Jeremy Rockliff

Premier of Tasmania



31 May 2017

Peter Gutwein, Treasurer

Budget reply turns into a horror train wreck for inexperienced Labor as more holes emerge

Labor’s budget reply demonstrates Ms White’s inexperience and inability to stand up to vested and minority interests.

Yesterday, Labor left nearly $300 million of spending promises out of their financial statement, on top of promising to spend twice as much as they’re saving.

Today, new glaring errors have emerged, including the dramatically underfunded northern prison and ambulance promises, a ridiculously low cost for creating an entire new government department, and worst of all, a wages policy blowout.

In their so-called direction statement, the inexperienced opposition claim they will be able to build an entire prison for the bargain basement price of just $40 million. Embarrassingly, when in Government, Labor actually requested a detailed costing on a northern prison and was told in 2013 that the cost would be at least $137 million to construct, and $30 million a year to run.
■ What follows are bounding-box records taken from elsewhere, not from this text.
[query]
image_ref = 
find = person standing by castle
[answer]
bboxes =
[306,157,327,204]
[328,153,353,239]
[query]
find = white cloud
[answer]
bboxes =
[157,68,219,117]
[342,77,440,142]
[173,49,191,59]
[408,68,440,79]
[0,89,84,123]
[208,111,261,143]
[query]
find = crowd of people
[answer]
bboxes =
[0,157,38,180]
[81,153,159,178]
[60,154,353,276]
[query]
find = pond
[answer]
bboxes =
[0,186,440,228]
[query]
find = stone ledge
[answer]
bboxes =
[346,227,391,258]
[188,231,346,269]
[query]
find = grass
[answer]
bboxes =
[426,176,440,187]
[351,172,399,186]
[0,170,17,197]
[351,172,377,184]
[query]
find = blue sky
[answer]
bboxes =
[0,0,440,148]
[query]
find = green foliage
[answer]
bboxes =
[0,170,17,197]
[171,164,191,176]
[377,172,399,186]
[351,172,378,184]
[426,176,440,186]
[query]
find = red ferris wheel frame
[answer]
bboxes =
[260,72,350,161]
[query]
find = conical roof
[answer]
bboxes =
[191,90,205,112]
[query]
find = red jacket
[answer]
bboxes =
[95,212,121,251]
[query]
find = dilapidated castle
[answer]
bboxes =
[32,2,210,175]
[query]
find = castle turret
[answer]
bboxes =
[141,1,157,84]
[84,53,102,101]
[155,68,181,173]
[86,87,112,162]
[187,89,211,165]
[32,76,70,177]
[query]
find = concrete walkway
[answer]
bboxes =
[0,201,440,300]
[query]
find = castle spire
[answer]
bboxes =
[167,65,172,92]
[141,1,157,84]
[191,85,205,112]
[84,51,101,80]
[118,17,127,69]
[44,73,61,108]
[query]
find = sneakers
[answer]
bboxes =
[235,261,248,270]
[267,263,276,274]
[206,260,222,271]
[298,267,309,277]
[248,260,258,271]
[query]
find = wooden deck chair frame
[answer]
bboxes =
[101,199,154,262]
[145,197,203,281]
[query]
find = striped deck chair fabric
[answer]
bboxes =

This is a $100 million dollar clanger that shows Labor can’t be trusted with money and are too inexperienced to deliver on their so called economic direction.  This one bungle alone has punched a massive black hole in their budget reply and has wiped out any claim that Labor could even go close to delivering a budget surplus.

But it doesn’t end there.

Ms White, who is still Labor’s health spokesperson, claims that two new 24/7 ambulance crews would cost just $1.1 million per year. The actual cost of two new ambulance crews is $2.8 million per year.  Over the three years in Labor’s budget reply, the shortfall is over $5 million.

Worst of all, Labor has also been captured by the unions on public sector wages policy.  Yesterday they refused to commit to a wages policy of increases of two per cent per annum for public servants saying they would negotiate with unions. Everyone knows that Labor will give the unions whatever they want.  Unions have already raised wage increases of up to 3.75 per cent, which would cost more than $40 million per year.

You can’t credibly claim your wages policy is two percent, and then claim you will negotiate around it. It’s either two per cent, or it’s not.

Labor’s budget reply is a train wreck and demonstrates just how inexperienced they are.